Clementi's is the latest in a rash of suicides by gay teenagers, most of them boys. In September alone the body count includes Billy Lucas, a 15-year-old from Indiana who hanged himself after repeatedly being called a "fag" by his classmates; Asher Brown, a 13-year-old Texan who shot himself after his fellow students performed "mock gay acts" on him during gym class; and 13-year-old Seth Walsh from California who hanged himself from a tree in his backyard after being teased for years for being gay. In each of these cases, news reports focused almost exclusively on the bullies—other kids who were 12, 13, 14, 15 years old—as the perpetrators in what's been dubbed "an epidemic of anti-gay bullying." In each of these cases, liberals and gays expressed dismay that the bullies weren't being charged with crimes. Few of the articles asked what home life was like for these gay teens or looked into what role teachers, schools and the broader community played in creating an environment where the only escape from such routine torment seemed death. And too few (with the exception of Ellen Degeneres and Sarah Silverman) drew the line to the messages mainstream adult America, including its politicians and preachers, sends every day.
It's not hard to do. Senator Jim DeMint of South Carolina is in the news of late for doubling down on his 2004 statement that out gay people (and unwed mothers) should be banned from teaching in public schools. Both New Hampshire Senate candidate Kelly Ayotte and Nevada Senate candidate Sharron Angle support making gay adoption illegal, as did Florida's Charlie Crist until he flipped his position and tacked to the center in his race against Tea Partier Marco Rubio, who still supports the ban. These right-wing policies would discriminate against gay adults, but what fuels them is the anxiety that having openly gay men and women teaching and raising kids would make it known to children that being gay is a survivable, even joyous, condition. As such the real targets are queer kids, and the message is quite simple: Please, don't exist.

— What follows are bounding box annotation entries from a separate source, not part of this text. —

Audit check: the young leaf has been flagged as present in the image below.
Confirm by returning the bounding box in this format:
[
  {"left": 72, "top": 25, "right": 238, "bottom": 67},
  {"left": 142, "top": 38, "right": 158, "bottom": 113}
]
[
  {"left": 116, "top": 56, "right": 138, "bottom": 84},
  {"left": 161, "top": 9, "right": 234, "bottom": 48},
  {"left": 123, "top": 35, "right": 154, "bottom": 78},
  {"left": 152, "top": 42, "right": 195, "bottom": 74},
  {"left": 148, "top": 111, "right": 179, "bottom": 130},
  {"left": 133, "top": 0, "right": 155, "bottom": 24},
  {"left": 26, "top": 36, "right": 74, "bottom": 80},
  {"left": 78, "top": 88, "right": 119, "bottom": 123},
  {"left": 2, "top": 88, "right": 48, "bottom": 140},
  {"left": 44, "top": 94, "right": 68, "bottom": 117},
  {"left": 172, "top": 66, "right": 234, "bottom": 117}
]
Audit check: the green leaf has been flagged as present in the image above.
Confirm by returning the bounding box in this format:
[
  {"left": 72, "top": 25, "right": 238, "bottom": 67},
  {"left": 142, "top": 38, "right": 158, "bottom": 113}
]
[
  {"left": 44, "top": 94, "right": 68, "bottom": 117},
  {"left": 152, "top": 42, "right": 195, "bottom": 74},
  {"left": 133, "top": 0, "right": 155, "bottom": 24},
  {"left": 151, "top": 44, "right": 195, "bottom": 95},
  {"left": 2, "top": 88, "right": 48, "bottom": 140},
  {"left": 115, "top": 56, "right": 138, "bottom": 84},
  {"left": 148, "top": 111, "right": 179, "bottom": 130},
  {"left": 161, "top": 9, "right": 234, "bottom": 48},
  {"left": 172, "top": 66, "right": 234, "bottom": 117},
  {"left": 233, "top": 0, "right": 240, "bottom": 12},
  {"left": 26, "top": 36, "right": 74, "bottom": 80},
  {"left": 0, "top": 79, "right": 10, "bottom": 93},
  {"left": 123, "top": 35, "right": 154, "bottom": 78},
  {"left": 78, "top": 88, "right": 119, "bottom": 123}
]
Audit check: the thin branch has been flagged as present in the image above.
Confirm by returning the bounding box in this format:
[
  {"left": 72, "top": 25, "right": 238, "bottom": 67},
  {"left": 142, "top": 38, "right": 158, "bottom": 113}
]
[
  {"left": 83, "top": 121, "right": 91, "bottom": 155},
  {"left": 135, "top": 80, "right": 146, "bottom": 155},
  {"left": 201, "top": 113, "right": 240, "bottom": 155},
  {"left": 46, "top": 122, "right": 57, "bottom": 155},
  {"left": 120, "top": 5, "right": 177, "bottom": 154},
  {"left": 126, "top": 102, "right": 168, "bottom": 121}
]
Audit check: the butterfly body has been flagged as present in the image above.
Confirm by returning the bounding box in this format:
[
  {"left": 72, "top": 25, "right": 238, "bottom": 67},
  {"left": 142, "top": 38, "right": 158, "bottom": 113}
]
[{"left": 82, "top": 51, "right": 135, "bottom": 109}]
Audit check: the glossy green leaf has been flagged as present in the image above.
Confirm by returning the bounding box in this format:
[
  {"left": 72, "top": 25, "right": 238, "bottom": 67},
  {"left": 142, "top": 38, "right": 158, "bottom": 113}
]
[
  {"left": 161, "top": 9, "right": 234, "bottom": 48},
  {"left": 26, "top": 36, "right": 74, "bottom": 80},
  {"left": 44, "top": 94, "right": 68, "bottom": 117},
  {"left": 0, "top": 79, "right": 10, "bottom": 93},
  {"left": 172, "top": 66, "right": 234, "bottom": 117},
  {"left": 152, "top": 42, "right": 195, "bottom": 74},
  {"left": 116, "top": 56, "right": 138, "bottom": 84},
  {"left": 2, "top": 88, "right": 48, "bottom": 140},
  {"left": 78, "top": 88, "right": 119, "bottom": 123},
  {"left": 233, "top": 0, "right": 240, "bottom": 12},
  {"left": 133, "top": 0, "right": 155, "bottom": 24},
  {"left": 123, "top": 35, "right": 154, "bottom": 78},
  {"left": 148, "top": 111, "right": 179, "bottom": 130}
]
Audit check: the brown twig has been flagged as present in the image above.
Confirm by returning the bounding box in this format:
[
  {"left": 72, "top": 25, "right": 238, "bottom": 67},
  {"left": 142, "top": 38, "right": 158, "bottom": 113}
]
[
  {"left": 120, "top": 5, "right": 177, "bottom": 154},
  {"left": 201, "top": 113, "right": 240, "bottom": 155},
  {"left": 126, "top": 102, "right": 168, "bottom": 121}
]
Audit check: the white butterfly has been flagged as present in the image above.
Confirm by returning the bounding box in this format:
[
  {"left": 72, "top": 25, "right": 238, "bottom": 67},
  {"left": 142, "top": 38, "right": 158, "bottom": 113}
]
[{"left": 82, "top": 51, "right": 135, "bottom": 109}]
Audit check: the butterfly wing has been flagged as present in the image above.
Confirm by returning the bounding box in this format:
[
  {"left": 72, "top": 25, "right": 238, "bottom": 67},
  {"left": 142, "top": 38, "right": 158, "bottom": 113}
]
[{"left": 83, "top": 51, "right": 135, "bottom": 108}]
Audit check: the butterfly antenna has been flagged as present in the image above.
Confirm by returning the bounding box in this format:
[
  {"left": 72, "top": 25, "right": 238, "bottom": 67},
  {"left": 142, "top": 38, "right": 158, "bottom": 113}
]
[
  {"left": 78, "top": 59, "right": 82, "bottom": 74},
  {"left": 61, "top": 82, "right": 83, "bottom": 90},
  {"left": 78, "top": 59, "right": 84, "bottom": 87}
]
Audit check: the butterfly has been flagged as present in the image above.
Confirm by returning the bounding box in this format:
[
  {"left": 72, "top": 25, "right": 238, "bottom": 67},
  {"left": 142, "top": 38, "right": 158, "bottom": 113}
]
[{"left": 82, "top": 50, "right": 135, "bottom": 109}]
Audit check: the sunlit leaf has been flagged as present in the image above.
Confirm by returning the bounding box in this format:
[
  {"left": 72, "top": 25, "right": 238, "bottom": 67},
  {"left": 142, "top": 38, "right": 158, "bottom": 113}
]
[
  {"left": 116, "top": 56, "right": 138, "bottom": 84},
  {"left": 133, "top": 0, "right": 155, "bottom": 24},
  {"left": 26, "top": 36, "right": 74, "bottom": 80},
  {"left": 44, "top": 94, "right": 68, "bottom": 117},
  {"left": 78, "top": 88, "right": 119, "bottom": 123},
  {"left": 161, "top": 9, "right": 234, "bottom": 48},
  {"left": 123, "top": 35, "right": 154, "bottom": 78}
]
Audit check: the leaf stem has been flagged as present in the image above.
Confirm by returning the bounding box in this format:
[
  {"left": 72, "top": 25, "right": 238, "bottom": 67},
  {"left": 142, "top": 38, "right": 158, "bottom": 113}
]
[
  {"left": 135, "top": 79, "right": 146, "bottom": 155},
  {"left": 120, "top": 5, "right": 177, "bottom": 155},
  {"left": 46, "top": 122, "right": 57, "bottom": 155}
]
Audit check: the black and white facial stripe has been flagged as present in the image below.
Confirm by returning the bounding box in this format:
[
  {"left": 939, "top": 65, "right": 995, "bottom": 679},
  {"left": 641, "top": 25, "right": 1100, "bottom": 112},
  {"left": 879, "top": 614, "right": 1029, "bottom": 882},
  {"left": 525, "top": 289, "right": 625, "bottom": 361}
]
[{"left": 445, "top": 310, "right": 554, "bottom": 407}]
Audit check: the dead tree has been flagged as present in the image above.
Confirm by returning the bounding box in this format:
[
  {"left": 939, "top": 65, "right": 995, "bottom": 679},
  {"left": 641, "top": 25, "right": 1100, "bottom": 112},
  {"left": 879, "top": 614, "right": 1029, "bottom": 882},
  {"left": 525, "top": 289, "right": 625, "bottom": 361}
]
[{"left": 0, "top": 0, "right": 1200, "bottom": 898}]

At least the right is relatively honest in its brutality. Oregon has no ban on gay teachers, but that didn't stop the Beaverton school district, which is located just outside lefty Portland and has an anti-discrimination policy that includes sexual orientation, from removing Seth Stambaugh from his fourth grade classroom. A 23-year-old teaching intern, Stambaugh responded to a student's question about why he wasn't married by saying that gay marriage is illegal in Oregon. A spokeswoman for the school board claimed that the action wasn't discriminatory, but rather based on concerns about Stambaugh's "professional judgment and age appropriateness."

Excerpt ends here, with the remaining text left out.